Leslie Felperin, THR
I watched the movie twice for this review, and still feel very confused about what is supposed to be going on and why. Even more baffling than the why is the how, the fictional physics of inversion. All those outfits that make YouTube videos about movie plot holes and cinematic inconsistencies are going to implode with joy when they get a load of this.

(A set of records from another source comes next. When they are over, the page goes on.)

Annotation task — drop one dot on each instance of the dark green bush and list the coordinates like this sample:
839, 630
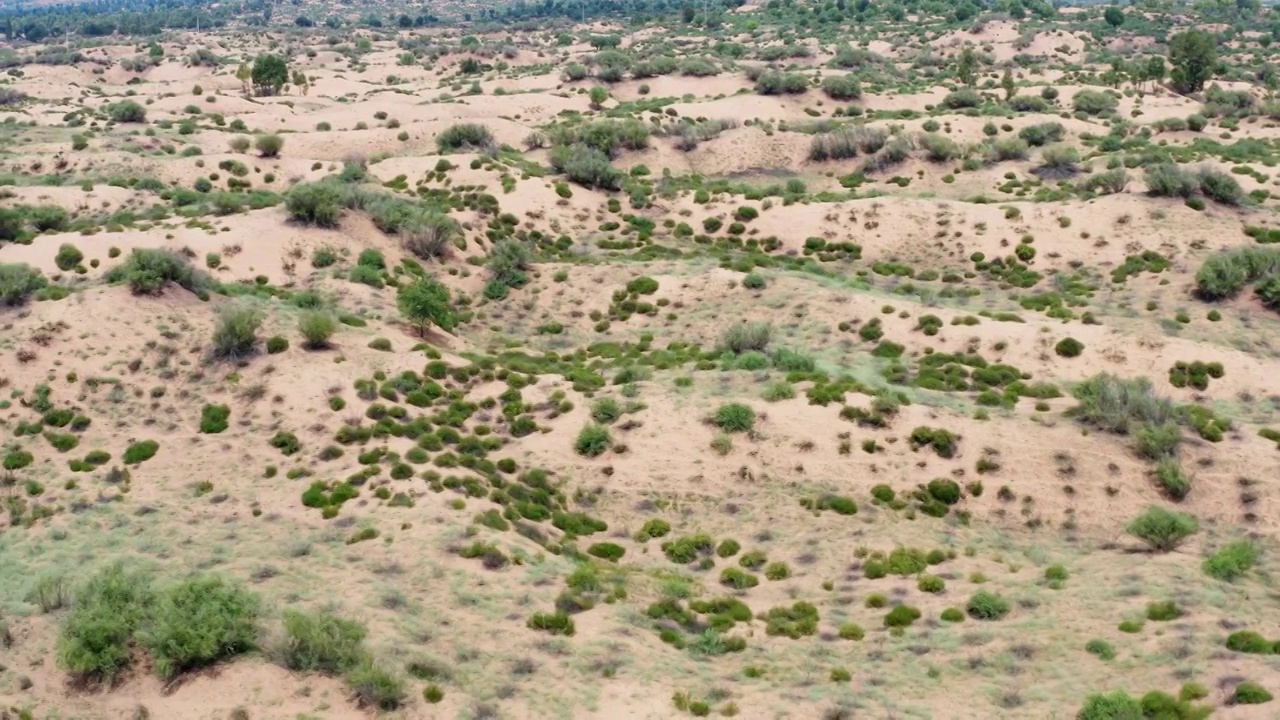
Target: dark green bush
1233, 561
236, 333
735, 418
1069, 347
94, 639
214, 418
593, 440
1162, 529
199, 623
320, 642
987, 606
18, 282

Jonathan Romney, Los Angeles Times
Truth be told, “Tenet” is not the absolutely sui generis wonder you may be expecting. It’s basically espionage adventure, but with a science fiction backbone: Nolan ups the ante on “Mission: Impossible” by making the impossibility not just physical but quantum physical. And he goes about it expertly, bullishly and with giddily perverse intent to bewilder.
Nick Levine, NME
Though it’s sometimes hamstrung by clumsy dialogue – a necessary evil, perhaps, given how much Nolan needs to explain – Tenet is rarely less than thrilling to watch. It’s a challenging, ambitious and genuinely original film packed with compelling performances – Washington and Debicki are especially excellent – which confirms Nolan as the master of the cerebral blockbuster. And if you can, you need to see this visually stunning movie on a big screen.
Guy Lodge, Variety
But it’s also just a movie: a big, brashly beautiful, grandiosely enjoyable one that will provide succor to audiences long-starved for escapist spectacle on this beefy, made-for-IMAX scale. (Opening on August 26 in international markets, it will make its way to the U.S. on September 3.) It’s not, however, a film with much of consequence to say about the real world it’s finally entering, or indeed the elaborately rearranged, eve-of-destruction world it has devised on screen. That’s not a mark against it.
For the record, a previous version of this story incorrectly attributed TheWrap’s review.